I am trying to understand why $H^1(T^2) \cong \mathbb{R} \oplus \mathbb{R}$. $U$ and $V$ are open sets such that when $T^2$ is immersed in a cup of coffee vertically, the submerged portion, which is a little more than half of $T^2$ correspond to $U,V$. Thus $U\cap V = S^1\times(0,1) \sqcup S^1\times(2,3)$.
Consider the sequence $0\rightarrow H^0(U)\oplus H^0(V)\xrightarrow{f} H^0(U\cap V)\xrightarrow{d_1^*} H^1(T^2)\xrightarrow{g} H^1(U)\oplus H^1(V) \xrightarrow{f^{'}} H^1(U\cap V)\xrightarrow{d^*_{2}}H^2(T^2)\xrightarrow{g^{'}}H^2(U)\oplus H^2(V)\rightarrow H^2(U\cap V)\rightarrow 0$
I know that $H^0(T^2)=\mathbb{R}, H^0(U)\oplus H^0(V) = \mathbb{R}\oplus \mathbb{R}, H^0(U\cap V) = \mathbb{R}\oplus \mathbb{R}, H^1(U)\oplus H^1(V) = \mathbb{R}\oplus \mathbb{R}, H^2(U)\oplus H^2(V) = 0$
$d_2^{*}$ is surjective and by thus by isomorphism theorem, $H^1(U\cap V)/\mathrm{Ker}(d_2^*)\cong \mathbb{R}$. But $\mathrm{Ker}(d_2^*)=\mathrm{Im}(f^{'})=\mathbb{R}$ and thus $H^1(U\cap V) = \mathbb{R}\oplus \mathbb{R}$. Also I know that $\mathrm{Ker}(d_1^*)=\mathrm{Im}(f)=\mathbb{R}$ and $\mathrm{Im}(d_1^*)=\mathrm{Ker}(g)$ by exactness but am not sure how that leads to the answer? Thanks.
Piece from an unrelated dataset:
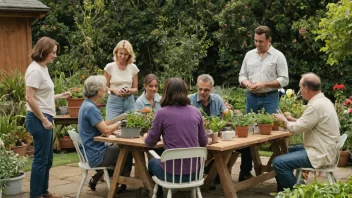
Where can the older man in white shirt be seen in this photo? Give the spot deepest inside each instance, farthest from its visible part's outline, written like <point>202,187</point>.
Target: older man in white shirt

As pointed out in the hint, if I cut the long exact sequence short at $H^0(U\cap V)$, the left side of the cut would be $0\rightarrow \mathbb{R}\rightarrow \mathbb{R}^2\rightarrow \mathrm{Ker}(d_1^*)\rightarrow 0$ and the right side would be $0\rightarrow \mathrm{Coker}(d_1^*)\rightarrow H^1(T^2)\rightarrow \mathbb{R}^2\rightarrow \mathbb{R}^2\rightarrow \mathbb{R}\rightarrow 0$ and if we cut at $\mathbb{R}^2$ again, the left of this cut would be $0\rightarrow \mathbb{R}\rightarrow H^1(T^2)\rightarrow \mathrm{Ker}(f^{'})\rightarrow 0$ and the right side is $0\rightarrow \mathrm{Cokernel}(f^{'})\rightarrow \mathbb{R}^2\rightarrow \mathbb{R}\rightarrow 0$ and thus $\mathrm{Cokernel}(f^{'})= \mathbb{R}$ and $\mathrm{Ker}(f^{'})=\mathbb{R}$ and thus finally $H^1(T^2) = \mathbb{R}\oplus \mathbb{R}$